I too empathize with Mr. Lee's predicament. My late uncle died from a haemorrhagic stroke in 2001, after being bedridden and tortured by contractures and pressure sores for more than a year. It's never easy, watching a loved one suffer. He was my favourite uncle, and my mother's favourite brother. We were extremely close, and his stroke came only days after he had just comforted me during my traumatic breakup. I thought I couldn't possibly take any more pain, and seeing him awake yet unable to speak, shedding silent tears as we stood at his side holding his hands, haunts me to this day. His diagnosis wasn't missed because he presented so dramatically -- sudden loss of consciousness then sinking into a coma -- but if it had been missed, I wouldn't have been happy either.

But let's not lose sight of the bigger picture here. Mr. Lee's putting the blame on the hospital is incorrect. Misguided, I'm sure, but still wrong. It's interesting that he chose this particular time to finally voice his concerns -- he says he gained "some measure of satisfaction", but doesn't he also realize that the delay may have put other stroke victims ( and their relatives ) at a disadvantage as well? 6 months is a long time, you know.
Non-medical people don't know how the system works.
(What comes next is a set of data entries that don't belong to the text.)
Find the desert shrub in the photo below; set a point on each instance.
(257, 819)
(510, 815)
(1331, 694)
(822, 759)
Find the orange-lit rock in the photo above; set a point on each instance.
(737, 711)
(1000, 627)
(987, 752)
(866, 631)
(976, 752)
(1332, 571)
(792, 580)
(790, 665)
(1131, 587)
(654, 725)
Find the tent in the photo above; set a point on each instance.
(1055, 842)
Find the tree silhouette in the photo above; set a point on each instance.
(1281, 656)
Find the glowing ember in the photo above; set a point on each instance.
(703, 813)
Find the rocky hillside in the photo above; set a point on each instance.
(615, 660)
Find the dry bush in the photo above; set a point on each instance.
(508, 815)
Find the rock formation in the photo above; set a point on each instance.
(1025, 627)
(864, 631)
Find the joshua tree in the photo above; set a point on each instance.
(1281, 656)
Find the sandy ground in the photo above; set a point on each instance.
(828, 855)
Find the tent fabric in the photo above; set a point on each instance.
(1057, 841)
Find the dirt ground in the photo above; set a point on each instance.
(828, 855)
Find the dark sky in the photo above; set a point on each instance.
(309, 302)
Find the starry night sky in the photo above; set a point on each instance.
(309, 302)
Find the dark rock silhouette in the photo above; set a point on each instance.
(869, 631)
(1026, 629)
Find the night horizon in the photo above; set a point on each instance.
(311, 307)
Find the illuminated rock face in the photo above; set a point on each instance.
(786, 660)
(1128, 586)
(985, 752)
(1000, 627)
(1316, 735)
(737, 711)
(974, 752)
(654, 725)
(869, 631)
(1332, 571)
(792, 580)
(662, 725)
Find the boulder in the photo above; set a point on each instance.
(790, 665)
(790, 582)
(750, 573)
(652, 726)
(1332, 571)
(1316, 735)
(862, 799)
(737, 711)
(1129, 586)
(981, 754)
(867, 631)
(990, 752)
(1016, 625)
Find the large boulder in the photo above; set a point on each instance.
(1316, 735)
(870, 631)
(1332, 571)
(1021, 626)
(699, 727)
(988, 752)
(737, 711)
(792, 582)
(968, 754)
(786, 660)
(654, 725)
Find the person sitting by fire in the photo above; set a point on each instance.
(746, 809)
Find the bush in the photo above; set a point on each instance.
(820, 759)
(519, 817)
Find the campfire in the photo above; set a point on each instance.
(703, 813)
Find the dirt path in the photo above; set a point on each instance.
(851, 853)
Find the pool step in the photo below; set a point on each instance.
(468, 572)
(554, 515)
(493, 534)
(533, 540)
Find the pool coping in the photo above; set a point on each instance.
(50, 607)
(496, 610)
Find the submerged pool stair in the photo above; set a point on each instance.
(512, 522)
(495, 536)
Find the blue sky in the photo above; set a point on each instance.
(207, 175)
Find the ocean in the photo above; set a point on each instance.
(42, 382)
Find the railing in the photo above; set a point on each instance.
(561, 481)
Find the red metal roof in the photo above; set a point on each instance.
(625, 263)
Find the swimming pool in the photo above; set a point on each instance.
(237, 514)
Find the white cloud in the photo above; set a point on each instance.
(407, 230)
Heck, even doctors don't know how other hospitals work if they haven't rotated through them before. Making sweeping statements in a national paper is irresponsible. And not going through the proper channels ( ie. the hospital's clinical services / corporate affairs departments ) first is just plain jumping the gun.

Last but not least, The Straits Times could be more discerning with the missives it decides to publish. Considering it is an organization that prides itself on reporting the truth, the Forum Page editors are being frighteningly lenient with complaints involving medical personnel. If their aim was to get a major reaction, then bravo, they've succeeded brilliantly. But let's not forget the reactions from the doctors, nurses and paramedics as well -- people whose jobs are to save lives, sometimes putting their own at risk in the process. Public opinions of healthcare workers reached an all-time high during the SARS epidemic, but see how quickly the appreciation has dissipated less than a year later. Mr. Lee's letter even caused a sudden onslaught of similar complaints last week, which again the Forum Page editors opted to print, and which exhibited misconceptions about the diagnosis and proper management of stroke, misconceptions that the editors glaringly knew nothing about, or chose to ignore. I will transcribe and discuss these letters another day, after you've digested this lengthy entry of mine. :)

Anyhow, for your information, I will be emailing the Forum after this to direct them to my post. Thanks for reading.